How kayakers are doing cartwheels in the Great Miami River

Every other Saturday in Life, Dayton resident and rowing enthusiast Dennis Turner highlights activities, events and opportunities for recreation in, around and on the Great Miami River. Turner is a member of the Greater Dayton Rowing Association and a professor at the University of Dayton.

In a previous column, I described how a fundamental wish of most rowers was to avoid a dunking. There is, however, another group of river boaters who actually enjoy plunging into the river. The more they do it, the happier they are. They are the whitewater kayakers.

Since I was largely ignorant about the sport of kayaking, I decided to consult the Dayton guru of kayaking, Bernie Farley, a life-long resident of Dayton who is the co-owner of Whitewater Warehouse at 104 Valley St. One look at Bernie’s weathered face and I knew it was one that could launch a thousand kayaks. Bernie has spent decades of his life in the outdoors, mostly in kayaks.
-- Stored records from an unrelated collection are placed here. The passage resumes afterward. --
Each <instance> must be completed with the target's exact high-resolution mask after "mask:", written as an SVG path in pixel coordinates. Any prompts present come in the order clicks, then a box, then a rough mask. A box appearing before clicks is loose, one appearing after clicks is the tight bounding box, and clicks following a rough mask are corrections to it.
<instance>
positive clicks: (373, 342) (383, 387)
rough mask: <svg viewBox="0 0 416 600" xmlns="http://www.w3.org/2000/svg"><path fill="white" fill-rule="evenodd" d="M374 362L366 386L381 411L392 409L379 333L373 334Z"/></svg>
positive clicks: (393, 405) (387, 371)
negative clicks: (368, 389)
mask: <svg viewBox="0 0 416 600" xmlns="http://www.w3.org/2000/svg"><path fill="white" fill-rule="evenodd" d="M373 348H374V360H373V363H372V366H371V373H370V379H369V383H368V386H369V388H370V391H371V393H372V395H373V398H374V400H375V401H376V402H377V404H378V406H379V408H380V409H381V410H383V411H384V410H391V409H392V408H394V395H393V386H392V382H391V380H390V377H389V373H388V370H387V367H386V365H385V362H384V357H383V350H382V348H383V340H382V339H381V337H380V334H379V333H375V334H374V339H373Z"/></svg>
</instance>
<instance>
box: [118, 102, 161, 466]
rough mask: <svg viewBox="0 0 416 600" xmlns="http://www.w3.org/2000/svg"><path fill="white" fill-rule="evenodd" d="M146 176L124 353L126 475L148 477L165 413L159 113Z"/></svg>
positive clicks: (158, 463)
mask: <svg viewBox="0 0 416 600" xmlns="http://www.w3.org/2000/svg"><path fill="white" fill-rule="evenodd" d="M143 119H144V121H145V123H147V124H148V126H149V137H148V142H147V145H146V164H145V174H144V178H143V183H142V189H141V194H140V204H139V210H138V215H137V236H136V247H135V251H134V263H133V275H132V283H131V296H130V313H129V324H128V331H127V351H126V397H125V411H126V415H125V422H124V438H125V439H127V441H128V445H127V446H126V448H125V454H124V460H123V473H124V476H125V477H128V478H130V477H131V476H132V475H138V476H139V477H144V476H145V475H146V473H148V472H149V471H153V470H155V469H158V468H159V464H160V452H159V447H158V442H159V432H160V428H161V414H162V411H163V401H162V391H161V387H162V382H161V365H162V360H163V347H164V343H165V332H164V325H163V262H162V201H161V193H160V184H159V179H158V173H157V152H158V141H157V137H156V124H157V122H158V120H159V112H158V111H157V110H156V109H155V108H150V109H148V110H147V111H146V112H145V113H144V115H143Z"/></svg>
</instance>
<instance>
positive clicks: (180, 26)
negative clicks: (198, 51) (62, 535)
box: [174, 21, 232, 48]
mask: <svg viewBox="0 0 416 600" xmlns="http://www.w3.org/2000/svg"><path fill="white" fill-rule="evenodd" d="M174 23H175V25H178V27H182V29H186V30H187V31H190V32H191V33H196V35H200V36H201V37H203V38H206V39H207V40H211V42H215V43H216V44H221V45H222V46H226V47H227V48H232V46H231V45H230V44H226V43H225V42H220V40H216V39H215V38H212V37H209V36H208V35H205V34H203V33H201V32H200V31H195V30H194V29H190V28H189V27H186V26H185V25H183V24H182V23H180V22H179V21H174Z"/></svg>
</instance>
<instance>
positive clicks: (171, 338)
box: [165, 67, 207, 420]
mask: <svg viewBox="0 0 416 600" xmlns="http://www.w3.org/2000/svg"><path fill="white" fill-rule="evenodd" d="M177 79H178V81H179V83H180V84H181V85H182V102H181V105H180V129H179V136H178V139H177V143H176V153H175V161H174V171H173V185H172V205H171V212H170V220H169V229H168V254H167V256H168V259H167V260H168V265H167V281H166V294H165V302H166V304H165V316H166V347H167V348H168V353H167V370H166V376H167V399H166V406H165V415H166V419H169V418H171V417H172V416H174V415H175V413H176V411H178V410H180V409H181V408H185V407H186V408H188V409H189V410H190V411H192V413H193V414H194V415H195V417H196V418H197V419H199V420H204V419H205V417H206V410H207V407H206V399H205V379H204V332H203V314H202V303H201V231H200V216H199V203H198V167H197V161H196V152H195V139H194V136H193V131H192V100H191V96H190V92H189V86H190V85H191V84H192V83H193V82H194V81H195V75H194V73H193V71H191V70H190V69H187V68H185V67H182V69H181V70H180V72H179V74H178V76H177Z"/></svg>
I asked Bernie why anyone in his right mind would intentionally float upside down in a kayak in the boiling waters below a large man-made low dam in the Mad River? Bernie corrected me immediately.

He explained that the two structures installed by MetroParks in the Mad River just south of Eastwood Park and two more which will be built in the Great Miami River near Riverscape next year are not low dams, but are “whitewater play features.” Low dams are used to create deep pools of water upstream from the dam, but in addition they are designed to allow a lot of water over the top of the dam.

They are also “killers.” If someone falls into the seething water below a low dam the hydraulic wave curls back toward the dam and pulls the person under the water. It makes no difference how good of swimmer one might be, you drown. The hydraulic wave of “play features,” however, curl in a way that will “kick a person out” and away from the play feature.

That was a comforting thought until Bernie went on to say that whitewater kayakers don’t want to get out from the play feature’s wave. They paddle hard to stay in the wave as long as they can, even when their heads are under water. It is only while a kayaker stays in the wave that they can perform the tricks that turn them on. One trick is to bury the nose of the kayak in the wave so that the rush of the wave flips the boat end-over-end, like a cartwheel. The goal is to stay caught in the wave and do as many cartwheels as possible. I had naively believed that the purpose of kayaking was to navigate the boat through the vortex without capsizing. Bernie said that can be fun, like riding a Ferris wheel, but doing loops in the maelstrom is more like riding a roller coaster.

For a person who is terrified of roller coasters like I am, there are more relaxed forms of recreational kayaking. Bernie said the most popular use of a kayak is for fishing. Even just watching kayakers surfing in the hydraulic wave is entertaining. So, how can a casual, unsophisticated observer sitting on the banks of the Mad River could tell the difference between a talented kayaker and the inexperienced one?

“See who is swimming and who isn’t,” Bernie said.

The beauty of kayaking is that just about anyone can learn the basics in one lesson. In season, Whitewater Warehouse offers an hour-long float down the Mad River every Wednesday evening. Scores of boaters rush from work to paddle down one of the cleanest and most scenic rivers in Ohio.